Today's ATC was a major "what if".
Sorry about the reflection. but it is a bit shiny.
Way back here, when I was painting the page around the niche in my artbook, I put a piece of acetate underneath to stop paint getting onto the page below.
Another day, I was tidying my desk and found the piece of acetate with dried black paint and the rectangle looked just like an ATC. I thought, what if I scratch into the acetate? So I did and this is the result (paint side is down of course, so if you write it needs to be backward)
I have used a piece of batting, cut to size, wrapped some paperbacked foil over it, added a playing card at the back and attached the scratched acetate with brads.
For a little bit of work, it has a great effect.
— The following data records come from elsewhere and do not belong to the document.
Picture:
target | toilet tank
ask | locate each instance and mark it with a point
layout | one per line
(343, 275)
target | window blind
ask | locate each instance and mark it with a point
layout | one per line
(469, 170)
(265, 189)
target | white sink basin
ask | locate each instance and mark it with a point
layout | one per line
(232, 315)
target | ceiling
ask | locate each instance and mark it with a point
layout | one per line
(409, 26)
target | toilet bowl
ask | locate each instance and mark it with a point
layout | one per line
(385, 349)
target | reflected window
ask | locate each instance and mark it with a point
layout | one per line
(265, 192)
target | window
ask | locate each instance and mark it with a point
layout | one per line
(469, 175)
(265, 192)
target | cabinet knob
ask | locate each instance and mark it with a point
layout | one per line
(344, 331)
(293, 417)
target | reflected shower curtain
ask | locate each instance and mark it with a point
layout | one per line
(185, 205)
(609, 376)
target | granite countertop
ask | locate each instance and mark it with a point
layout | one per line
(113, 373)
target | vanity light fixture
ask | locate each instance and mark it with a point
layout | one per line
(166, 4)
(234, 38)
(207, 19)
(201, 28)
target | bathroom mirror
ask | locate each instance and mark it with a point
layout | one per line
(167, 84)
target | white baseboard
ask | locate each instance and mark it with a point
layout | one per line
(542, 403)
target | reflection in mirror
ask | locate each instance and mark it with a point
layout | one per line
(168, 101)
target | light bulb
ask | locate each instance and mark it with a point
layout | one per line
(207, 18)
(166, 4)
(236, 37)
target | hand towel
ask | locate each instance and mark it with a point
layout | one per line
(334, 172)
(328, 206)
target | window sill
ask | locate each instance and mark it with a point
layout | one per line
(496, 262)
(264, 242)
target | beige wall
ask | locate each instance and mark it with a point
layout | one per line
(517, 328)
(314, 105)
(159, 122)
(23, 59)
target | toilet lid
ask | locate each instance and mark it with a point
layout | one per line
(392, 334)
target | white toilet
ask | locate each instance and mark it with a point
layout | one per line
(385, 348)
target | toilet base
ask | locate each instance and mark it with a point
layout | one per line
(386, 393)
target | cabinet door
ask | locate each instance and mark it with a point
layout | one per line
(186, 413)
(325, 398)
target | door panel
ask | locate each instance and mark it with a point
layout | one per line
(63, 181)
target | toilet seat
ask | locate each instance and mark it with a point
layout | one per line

Now to Bernie Berlin, Author of Artist Trading Card Workshop
I have been trying out one of her exercises, using watercolour (I vaguely remember doing something similar many years ago when I was learning watercolour)
Here is a piece of watercolour paper which I dampened and dripped paint on then let it bleed and run.
Then I got a piece of heavy card that I had made an ATC size frame out of (2.5 x 3.5 in inside)
and moved it around the paper, to see what I could find. You might want to rotate the paper and the frame quite regularly, because It will make an huge difference to what you see. This might be a volcano erupting.
This looks like a little fish to me. He is missing a tail, but that gives me something to embellish.
This one looks like two people, a woman on the left and a man on the right.
A princess standing under a tree?
The idea is to find pictures in the blobs and highlight them.
Here are some I have worked on.
After the earthquake, a pagoda is burning
Two people watching snow fall?
An Angel in the garden or maybe up in the clouds?
And a full moon through the trees.
I had a lot of fun with this technique, It certainly gets your brain thinking. A good way to start off the day in my skeychbook, so you might see a few of these type of ATCs popping up now and then.
Remember creativity doesn't always have a plan. Making it up as you go along can sometimes get your creativity moving.